After a hard day tracking a dingo that has been stealing chickens from the O’ Rourke homestead near Bunyong Creek Toby and Paddy return triumphant with the animal’s pelt to show their Pa, a disciplinarian, who is not very happy that Toby allowed Paddy to shoot the Lovell musket.
While they’re helping their mother to prepare dinner five bushrangers, two white men and three Aborigines arrive at the homestead led by the brutal Warrigal Anderson, his accomplice Jack Tanner and expert Aborigine trackers, Chilbi, Tarrat and Yawong.
An altercation ensues and two shots that kill Sean and Ellen change the brothers’ lives irrevocably. Paddy is so brutally beaten that he suffers brain damage and is rendered speechless. Tanner is also killed and left in the dust as the remaining four bushrangers take off into the hills, followed closely by copper, Sergeant McTavish and tracker Barraworn, who have been after this gang of brigands for months.
Toby and Paddy will soon be rendered homeless when the wealthy neighbouring farmer, Henry Pelham, who has his eye on the eternal spring at the homestead takes over the O’Rourke debt from the bank making the boys beholden to him. The brothers resolve to get their revenge on Anderson and their farm back by selling their cattle at Geelong, more than six days away. They hire two drovers, Scotchy and Dundas to help to get the herd to market. But things don’t go as planned and the two brothers are left destitute and their hopes of getting their homestead back blow away like gold dust in the wind.
Their plan is to get jobs as stockmen but fate and a fork in the road takes them towards the gold diggings in Ballarat and on the way they save the Hockings from two robbers and then decide to throw in their lot with the family, newly arrived from England.
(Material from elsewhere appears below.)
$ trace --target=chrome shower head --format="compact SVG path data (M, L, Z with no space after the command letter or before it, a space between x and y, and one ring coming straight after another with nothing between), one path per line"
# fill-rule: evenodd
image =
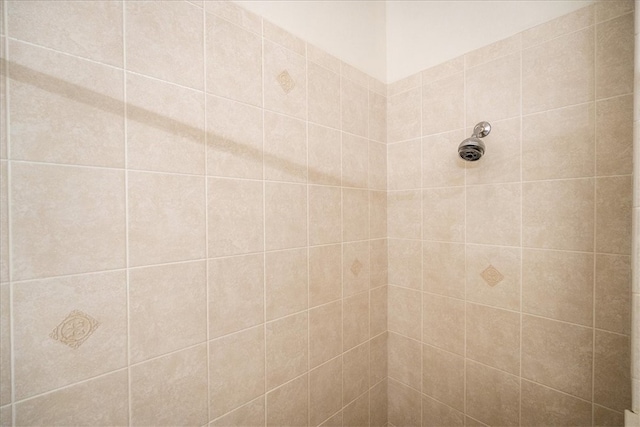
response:
M484 142L480 138L484 138L491 132L491 125L488 122L480 122L473 128L473 135L465 139L458 146L458 154L467 162L475 162L484 155Z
Blood In The Dust covers several historical incidents including a rebellion by the miners who rise up in protest against the high tax on gold licences, among others.
But the ragtag bunch armed with old muskets, pitchforks and spades are no match for the colonial army.
Toby has left the diggings to Paddy and Frank and gets a job at a sawmill so he can help with the mining venture.
Fast forward a few months and Warrigal Anderson and his men are still eluding the long arm of the law. They steal a chest of gold and kill the four escorts. By the time the theft is discovered Anderson is well on his way heading for the Aborigines’ sacred grounds.
Fate always turns on the spin of a coin and when Toby tracks the rapist and murderer of Caroline Dunn, a miner’s daughter he is feted as a hero.
The Mining Commissioner asks him to help McTavish to find Anderson and his gang. There’s also a reward for recovering the gold so he and Paddy join the hunt and there are some hair-raising moments when Toby escapes death a few times. However, help comes from an unexpected source. There are some predictable episodes that you can see coming from a mile away ,though
If you’re looking for a literary gem it’s not Blood In The Dust. However, if you want a great escapist read then this debut from Bill Swiggs is it.